Thursday, July 27, 2006

Home made Thumper?

Or rather not? See this blog entry and learn what is so different about Thumper. I can't wait I get one for testing. It could be just great architecture for NFS servers.

Saturday, July 22, 2006

New workstation from Sun?

Looks like we can expect new workstation from Sun soon. Look at BugID 6444550: "Next month, Munich workstation will be shipped."

Friday, July 21, 2006

UNIX DAYS - Gdansk 2006

My ZFS presentation and my Open Solaris presentation from last Unix Days. These presentations are in English. You can download there also other presentations from Unix Days however some of them are in Polish.

Thursday, July 20, 2006

ZFS would have saved a day

Ehhh... sometimes everything just crashes and then all you can do is to wait MANY hours for fsck, then again for fsck... well ZFS probably would have help here or maybe not as it's new technology and other problems could have aroused.

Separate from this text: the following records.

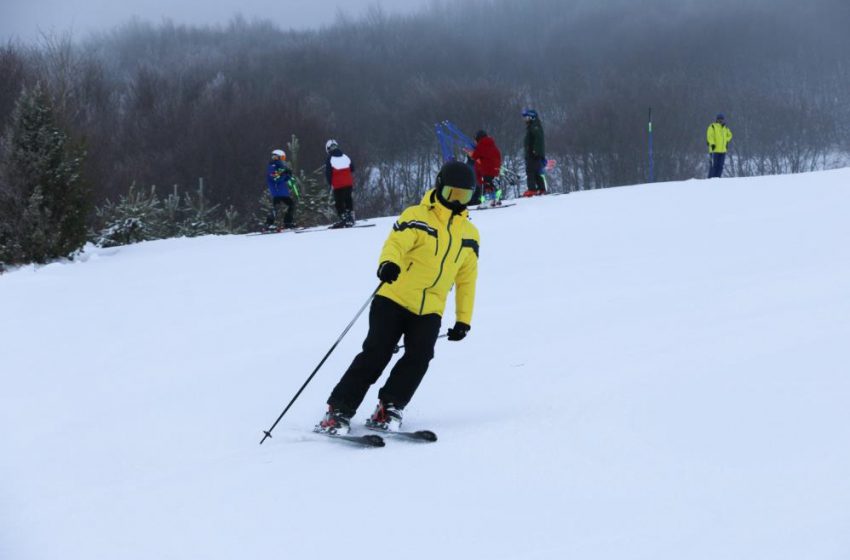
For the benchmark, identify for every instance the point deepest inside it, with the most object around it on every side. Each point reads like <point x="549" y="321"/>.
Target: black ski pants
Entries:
<point x="534" y="174"/>
<point x="287" y="217"/>
<point x="716" y="169"/>
<point x="388" y="321"/>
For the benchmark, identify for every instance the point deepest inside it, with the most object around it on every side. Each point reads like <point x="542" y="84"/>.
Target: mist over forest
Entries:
<point x="168" y="104"/>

Anyway we'll put it in a test as we're using ZFS more and more and someday we'll know :) This time famous 'FSCK YOU' hit me :(

Monday, July 17, 2006

Xen dom0 on Open Solaris

Open Solaris gets Xen dom0 support.
I haven't played with it yet but it looks like 32/64 bit is supported, MP (up-to 32-way) is supported, domU for Open Solaris/Linux, live migration - well lots of work in a short time. More details at Open Solaris Xen page. Some behind scene blog entry.